Lyrics

Baby Boys: The Freaks Come Out at Night

photo credit: Graham Tolbert

It’s only fitting that Caleb Hinz and Jake Luppen, two-thirds of the Saint Paul, Minn., pop-eccentrics Baby Boys, met in 10th grade chemistry class. On the trio’s debut LP, Threesome, their music—which splices ecstatic vocal loops, blown-out percussion, electronic bleeps and bloops, tropical guitars and stuttering found-sounds—explodes like a science experiment. But Baby Boys don’t blow their own eyebrows off; instead, they’ve somehow already made one of the most oddly appealing and blindingly creative albums of the year.
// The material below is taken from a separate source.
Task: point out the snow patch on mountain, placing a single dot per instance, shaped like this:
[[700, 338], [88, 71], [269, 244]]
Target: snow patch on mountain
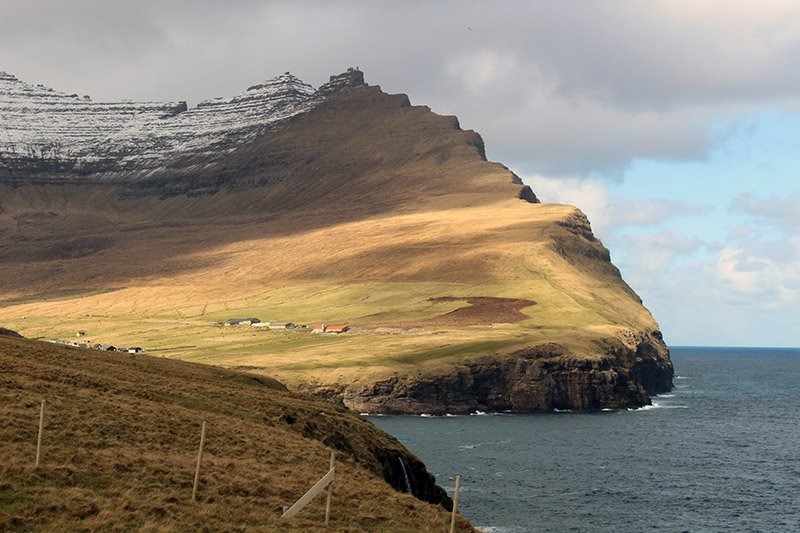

When the high-school pals and Nathan Stocker launched Baby Boys in 2018, years after their last class, they were immediately ready to explore the blurry fringes of pop. “In the early stages, we wouldn’t meet up until midnight and then we’d work until 5 or 6 in the morning,” Luppen says. “The freaks come out at night.” Hinz describes their process as, “jumping into a tornado until the sun comes up.” All three Baby Boys are producers and multi-instrumentalists; they often base their sound collages on melodies initially captured on their iPhones and have been known to record gang vocals by singing into a single microphone. “The iPhone is one of the instruments we utilize the most,” Stocker admits. “Lots of voice memos.” The finished songs, though, are anything but lo-fi. Threesome’s 10 tracks buzz with energy and overflow with loose ideas that have been shaped into genuinely catchy, eminently hummable freak-pop nuggets. Like The Books or Dan Deacon before them, Baby Boys are all about the layers—stacking disparate sounds into thick layers until they lock in and complement each other. On “Backgammon,” they pile ratatat electronic pulses and stinging static atop a meditative acoustic guitar loop, with a vocal melody hovering above it all. From their absurdist lyrics to their album art (all three tonguing a microphone), Baby Boys insist that lightness is the key. The video for the band’s first single “Cannonball” follows an elderly, bearded rollerblader skate-dancing through the suburbs. “Humor is a beautiful thing,” Luppen says. “In all the other projects we’ve worked on, it’s always felt very life or death. It was a dream to work on something that was only life.” To Hinz, Baby Boys boils down to three friends asking: How far can we take this? “I hope that fellow creators and musicians get inspired to break their own rules,” he says. “And I hope that [Threesome] sets an example for how far things can be pushed.”